Hooking up Prometheus and Alertmanager
Next, we need to actually tell Prometheus that there’s an alertmanager it can
use when one of the alerting rules trigger. To that end, update your
prometheus.yml
with this:
rule_files:
- 'alerts.yml'
alerting:
alertmanagers:
- scheme: http
path_prefix: /alertmanager
static_configs:
- targets: ['ip-of-alertmanager:9093']
I’m using a static_configs
here to manually specify the target, but you can
use all the usual discovery mechanisms available to you in Prometheus too. The
rule_files
is an array of files where we can find our alerting definitions.
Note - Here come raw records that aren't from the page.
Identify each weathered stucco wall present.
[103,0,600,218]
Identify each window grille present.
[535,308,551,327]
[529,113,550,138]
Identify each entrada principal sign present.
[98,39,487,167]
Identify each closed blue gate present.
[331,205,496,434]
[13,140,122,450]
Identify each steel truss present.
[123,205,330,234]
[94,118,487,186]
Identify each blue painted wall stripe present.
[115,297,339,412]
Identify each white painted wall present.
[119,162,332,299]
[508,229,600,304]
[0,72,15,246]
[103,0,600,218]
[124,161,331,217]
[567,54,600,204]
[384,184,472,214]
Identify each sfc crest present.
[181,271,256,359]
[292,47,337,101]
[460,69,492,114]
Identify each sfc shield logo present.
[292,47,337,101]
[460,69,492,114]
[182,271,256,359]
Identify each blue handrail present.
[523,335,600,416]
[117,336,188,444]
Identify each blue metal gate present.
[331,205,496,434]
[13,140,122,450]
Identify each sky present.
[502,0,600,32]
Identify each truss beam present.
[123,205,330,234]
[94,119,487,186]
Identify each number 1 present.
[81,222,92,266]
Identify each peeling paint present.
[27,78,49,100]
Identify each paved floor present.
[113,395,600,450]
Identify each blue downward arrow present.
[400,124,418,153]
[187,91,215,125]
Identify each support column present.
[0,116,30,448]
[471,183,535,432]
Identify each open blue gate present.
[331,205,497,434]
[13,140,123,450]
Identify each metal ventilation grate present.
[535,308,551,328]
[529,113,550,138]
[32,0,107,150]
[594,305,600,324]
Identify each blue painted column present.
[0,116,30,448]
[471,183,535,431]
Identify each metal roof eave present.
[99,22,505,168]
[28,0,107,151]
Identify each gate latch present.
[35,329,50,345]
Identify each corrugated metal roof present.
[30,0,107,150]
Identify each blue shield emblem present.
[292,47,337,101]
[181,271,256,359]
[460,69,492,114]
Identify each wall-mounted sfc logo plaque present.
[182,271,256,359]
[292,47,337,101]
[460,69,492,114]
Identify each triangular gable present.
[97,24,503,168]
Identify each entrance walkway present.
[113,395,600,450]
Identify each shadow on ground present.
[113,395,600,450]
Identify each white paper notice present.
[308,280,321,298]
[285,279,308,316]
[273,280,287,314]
When a relative path is given, it’s relative to the location of
prometheus.yml
. Also note that you don’t need path_prefix
if you haven’t
specified --web.external-url
or if --web.external-url
does not include a
path.
With that done, you can create an empty alerts.yml
and restart Prometheus.
With their powers combined
Alright, so the reason I went down this road in the first place is because I wanted to be informed when a node exporter stopped reporting in. This rarely happens at home and either means the network is severely broken, or the exporter is dead.
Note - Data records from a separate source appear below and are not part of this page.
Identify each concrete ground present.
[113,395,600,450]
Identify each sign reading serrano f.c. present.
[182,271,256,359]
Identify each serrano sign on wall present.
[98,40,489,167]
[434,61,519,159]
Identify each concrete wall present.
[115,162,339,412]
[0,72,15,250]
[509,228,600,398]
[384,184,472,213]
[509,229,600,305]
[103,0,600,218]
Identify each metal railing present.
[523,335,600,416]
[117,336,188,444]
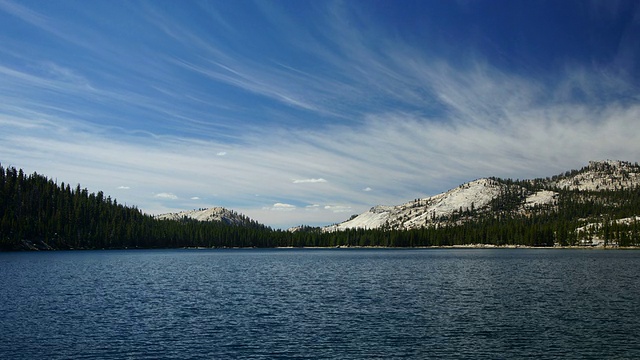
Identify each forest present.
[0,165,640,250]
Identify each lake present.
[0,249,640,359]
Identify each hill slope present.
[155,207,259,226]
[323,160,640,232]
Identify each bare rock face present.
[156,207,255,225]
[323,160,640,231]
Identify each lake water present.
[0,249,640,359]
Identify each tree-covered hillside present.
[0,165,272,250]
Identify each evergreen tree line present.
[0,165,640,250]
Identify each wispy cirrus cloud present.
[293,178,327,184]
[0,1,640,227]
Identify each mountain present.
[155,207,261,226]
[323,160,640,232]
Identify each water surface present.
[0,249,640,359]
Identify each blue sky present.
[0,0,640,228]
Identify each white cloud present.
[154,193,178,200]
[324,205,353,213]
[268,203,296,211]
[293,178,327,184]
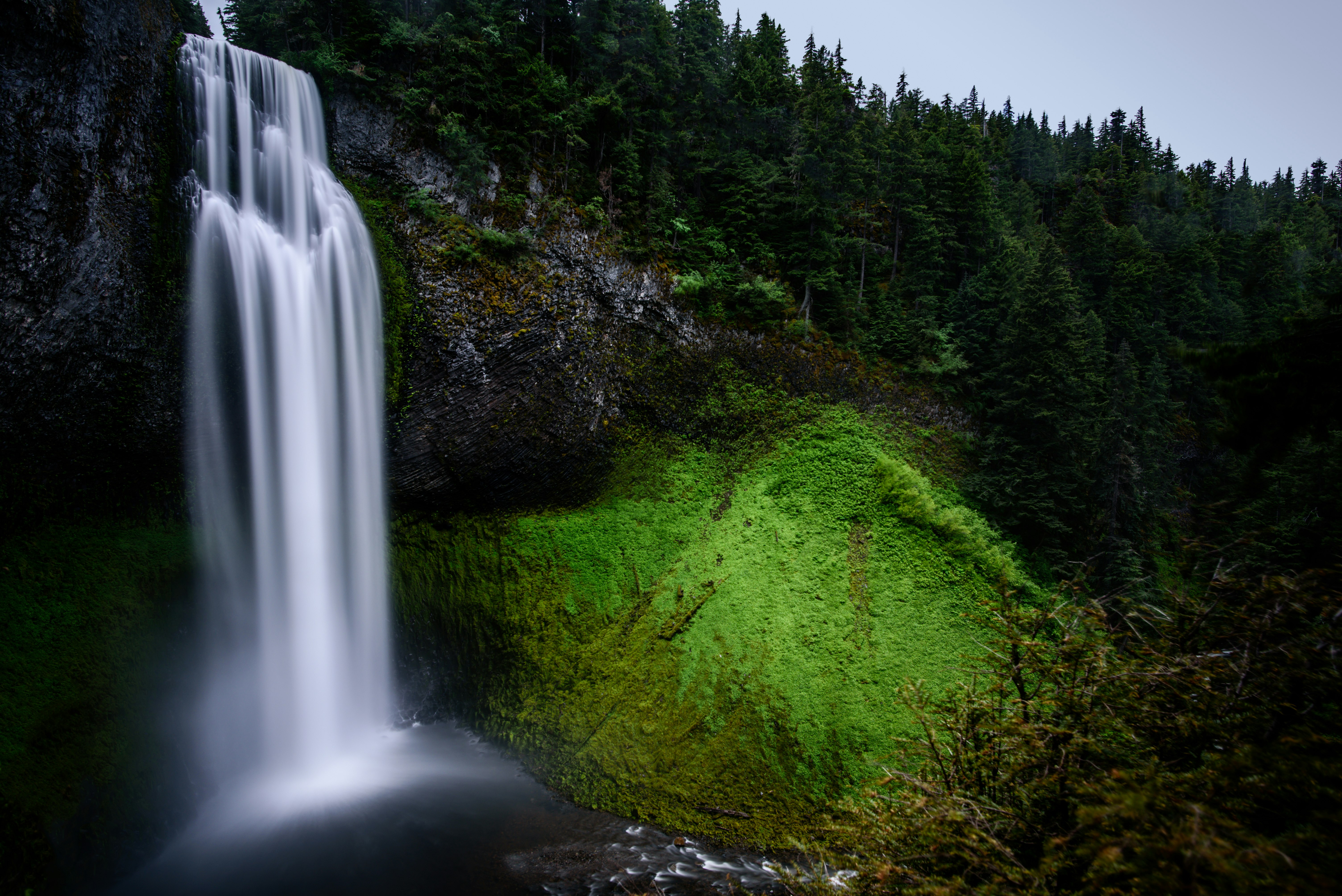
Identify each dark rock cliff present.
[0,0,199,526]
[329,94,968,512]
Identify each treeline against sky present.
[226,0,1342,587]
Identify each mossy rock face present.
[0,523,192,892]
[330,94,968,512]
[393,400,1021,845]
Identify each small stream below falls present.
[114,723,774,896]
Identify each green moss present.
[341,177,417,411]
[393,390,1019,845]
[0,526,191,822]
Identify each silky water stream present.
[117,35,774,895]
To that end I added an alert in alerts.yml
like this:
groups:
- name: default
rules:
- alert: InstanceDown
expr: up == 0
for: 5m
labels:
severity: critical
annotations:
{%- raw %}
summary: "Instance {{ $labels.instance }} down"
description: "{{ $labels.instance }} of job {{ $labels.job }} has been down for more than 5 minutes."
{% endraw %}
Alerts, like recording rules, are grouped in groups. You need at least 1 group
and you can set the name to whatever floats your boat. Then you’ll have to add
1 or more rules which we do by providing an array of alerting rules
.
I configure my alerts in the v2/YAML format, but there’s also the older v1 format. You’ll likely run into it if you find blog posts with examples from before mid-2017. v1 looks more like SQL statements, but maps really easily onto the v2 format.
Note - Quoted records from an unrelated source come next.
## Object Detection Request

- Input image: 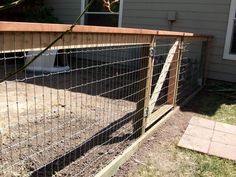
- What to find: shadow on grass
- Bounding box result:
[181,81,236,121]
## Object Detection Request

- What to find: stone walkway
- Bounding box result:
[178,117,236,160]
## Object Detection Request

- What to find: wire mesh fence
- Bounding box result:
[0,24,209,177]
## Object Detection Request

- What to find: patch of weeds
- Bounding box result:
[177,148,236,177]
[129,163,161,177]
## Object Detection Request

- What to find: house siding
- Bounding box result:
[45,0,81,23]
[122,0,236,82]
[45,0,236,82]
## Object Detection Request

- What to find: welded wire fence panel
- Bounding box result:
[0,27,208,177]
[0,31,149,176]
[150,38,179,111]
[176,41,204,104]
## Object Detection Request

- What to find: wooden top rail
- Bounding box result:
[0,21,213,38]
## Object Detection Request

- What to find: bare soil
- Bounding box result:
[0,63,138,177]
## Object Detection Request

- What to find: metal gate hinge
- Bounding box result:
[143,108,149,117]
[149,47,155,57]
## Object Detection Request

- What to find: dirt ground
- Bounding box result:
[0,60,142,177]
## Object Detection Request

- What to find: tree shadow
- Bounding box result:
[30,109,142,177]
[181,81,236,116]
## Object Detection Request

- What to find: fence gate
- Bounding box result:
[144,38,182,128]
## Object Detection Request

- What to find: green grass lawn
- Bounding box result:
[130,83,236,177]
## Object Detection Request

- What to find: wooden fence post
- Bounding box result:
[137,36,155,135]
[200,40,209,85]
[167,37,184,106]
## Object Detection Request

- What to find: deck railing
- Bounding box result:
[0,22,211,176]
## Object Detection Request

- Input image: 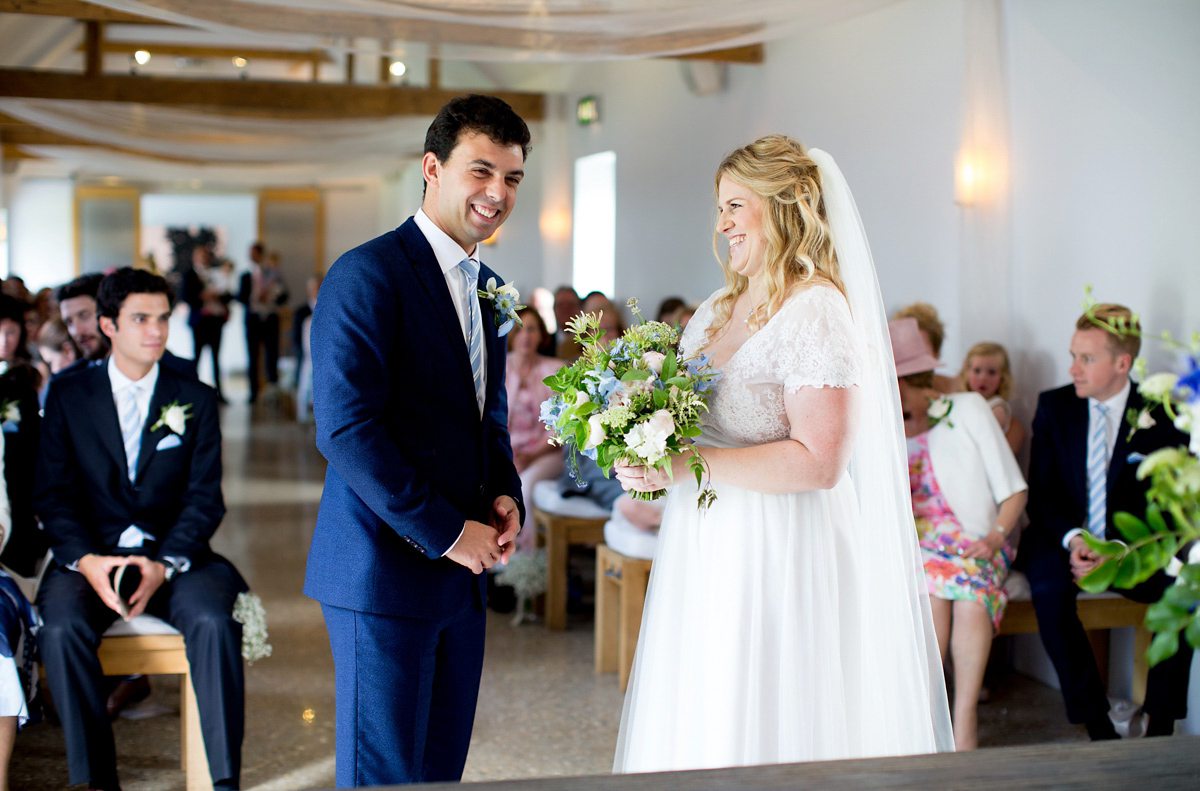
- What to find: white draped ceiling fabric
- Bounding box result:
[0,0,898,180]
[89,0,896,61]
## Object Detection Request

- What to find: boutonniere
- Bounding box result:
[926,396,954,429]
[150,401,192,437]
[479,277,526,337]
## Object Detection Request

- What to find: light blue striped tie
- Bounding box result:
[1087,402,1109,538]
[458,258,484,414]
[121,384,142,481]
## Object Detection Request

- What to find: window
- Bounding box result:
[571,151,617,296]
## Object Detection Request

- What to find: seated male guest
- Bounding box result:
[34,268,246,789]
[55,272,196,377]
[1019,305,1192,739]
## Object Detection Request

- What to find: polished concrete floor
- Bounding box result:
[11,406,1086,791]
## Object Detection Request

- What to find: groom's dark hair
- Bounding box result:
[425,94,529,162]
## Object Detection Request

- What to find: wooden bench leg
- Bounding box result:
[1133,627,1151,706]
[617,565,650,691]
[179,673,212,791]
[595,546,622,673]
[546,525,568,631]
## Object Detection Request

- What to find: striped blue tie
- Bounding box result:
[458,258,484,414]
[1087,402,1109,538]
[120,383,142,481]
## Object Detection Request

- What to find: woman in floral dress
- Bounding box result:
[890,318,1027,750]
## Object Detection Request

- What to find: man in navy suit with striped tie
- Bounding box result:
[305,96,529,787]
[1019,305,1192,741]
In this case, the alert is named InstanceDown
and in order to figure out if
that’s the case it executes the up == 0
PromQL expr
. It’ll fire once this
is true for more than 5 minutes and attaches a severity label of critical
to
the alert. Finally we specify the summary
and description
of the alert,
which are passed on to Alertmanager.
This works, but… we haven’t configured Alertmanager to poke us yet, so right
now all you’ll see is the alert in Alertmanager’s web UI. In my case I wanted
to use Pushover, so I created a new application in my account, put the
token and user key in my alertmanager.yml
and restarted it:
route:
receiver: pushover
receivers:
- name: pushover
pushover_configs:
- token: app token
user_key: your user key
As you can see pushover_configs
is an array too, you can repeat that block
multiple times to add more people/systems to push to. You can also have more
types of receivers in a single receiver. There’s nothing stopping you from
also adding a pagerduty_configs
and email_configs
to the same receiver,
though you should rename the receiver at that point.
Since I don’t specify any route matches for any alert, Alertmanager will push
every alert it gets through the default receiver
, the one configured in the
route
section.
Last but not least, probably want to test this. There’s no button to fire off
a dummy alert, but curl
will do the trick:
curl -H "Content-Type: application/json" -d '[{"status": "firing", "labels":{"alertname":"TestAlert1"}}]' localhost:9093/alertmanager/api/v1/alerts
In a couple of seconds you’ll get a push. B/c I set status: firing
it’ll come
in as a high priority alert through Pushover that you’ll have to explicitly
acknowledge.
Next steps
This is just the tip of the iceberg of what you can do with Prometheus’ alerting rules, paired with Alertmanager’s routing capabilities. At this point you have a working setup you can now experiment with.
The full capabilities of alerting rules are documented here, and over here you can find the docs on routing rules in Alertmanager. I highly recommend using the Routing Tree Editor/Visualiser as you go along. Do be careful about pasting secrets in there (the tree is computed using JS though, so nothing should leave your system).